Inflection’s Pi also had issues. Pi is supposed to be a more conversational and human-like agent than others. But this had downsides. Paul said that Pi continued to ask him questions over and over again, making comments and using emojis to humanize the conversation—but it didn’t actually do the task.
Paul ended up taking the results from Claude 2 and GPT-4, as well as his own questions, and merging them into a final list of 20-30 questions for the interview.
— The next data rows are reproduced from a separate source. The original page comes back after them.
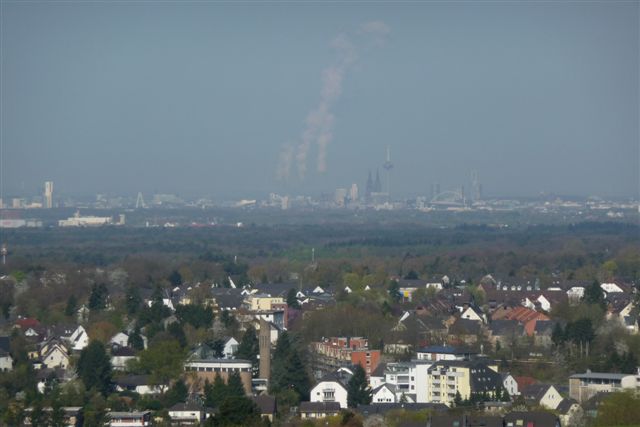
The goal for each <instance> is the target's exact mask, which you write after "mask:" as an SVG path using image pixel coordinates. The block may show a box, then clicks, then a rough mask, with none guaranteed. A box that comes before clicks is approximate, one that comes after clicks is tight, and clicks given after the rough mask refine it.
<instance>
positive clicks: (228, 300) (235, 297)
mask: <svg viewBox="0 0 640 427" xmlns="http://www.w3.org/2000/svg"><path fill="white" fill-rule="evenodd" d="M241 292H242V289H237V288H236V289H234V288H211V296H212V297H213V298H214V299H215V300H216V303H217V304H218V306H220V307H240V306H241V305H242V302H243V301H244V295H242V293H241Z"/></svg>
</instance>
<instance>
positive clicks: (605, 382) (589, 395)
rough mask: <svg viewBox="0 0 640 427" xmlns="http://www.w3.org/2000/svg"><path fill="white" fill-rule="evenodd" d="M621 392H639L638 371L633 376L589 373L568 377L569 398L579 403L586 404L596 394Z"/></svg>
mask: <svg viewBox="0 0 640 427" xmlns="http://www.w3.org/2000/svg"><path fill="white" fill-rule="evenodd" d="M622 390H640V369H638V372H636V373H635V374H609V373H604V372H591V371H590V370H587V372H585V373H584V374H574V375H571V376H570V377H569V397H571V398H572V399H575V400H577V401H578V402H579V403H583V402H586V401H587V400H589V399H590V398H591V397H593V396H594V395H595V394H596V393H611V392H616V391H622Z"/></svg>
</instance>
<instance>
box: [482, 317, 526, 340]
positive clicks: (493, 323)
mask: <svg viewBox="0 0 640 427" xmlns="http://www.w3.org/2000/svg"><path fill="white" fill-rule="evenodd" d="M489 330H491V334H492V335H493V336H505V335H515V336H522V335H524V326H522V325H521V324H520V323H518V321H517V320H504V319H500V320H494V321H493V322H491V324H490V325H489Z"/></svg>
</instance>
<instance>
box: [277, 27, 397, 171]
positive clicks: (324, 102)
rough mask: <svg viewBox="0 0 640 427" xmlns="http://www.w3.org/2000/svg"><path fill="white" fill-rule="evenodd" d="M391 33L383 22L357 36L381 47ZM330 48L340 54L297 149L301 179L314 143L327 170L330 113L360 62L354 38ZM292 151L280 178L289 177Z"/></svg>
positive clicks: (324, 86) (283, 153) (325, 78)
About half of the possible questions ended up coming from the two tools.
In some cases, the two tools phrased questions better than Paul and pulled in additional context not in Mollick’s articles to create deeper, more useful summaries.
“I know there’s a lot of competing products out there, but I think it’s worth paying attention to,” Paul says. If you haven’t, you should add Claude 2 to your list, especially given its extensive context window.
But, Paul says, you have to keep coming back to all of the major tools. They drastically change and improve in short amounts of time. Just because some of them failed this challenge doesn’t mean they won’t perform well on it in the future.
Paul recommends having 3-5 standard use cases that you use these types of tools for. Think things like: transcription, summarization, writing first drafts, etc. Every month or two, try those use cases across multiple tools and models—because they’re in a constant race where different models pull ahead at different times.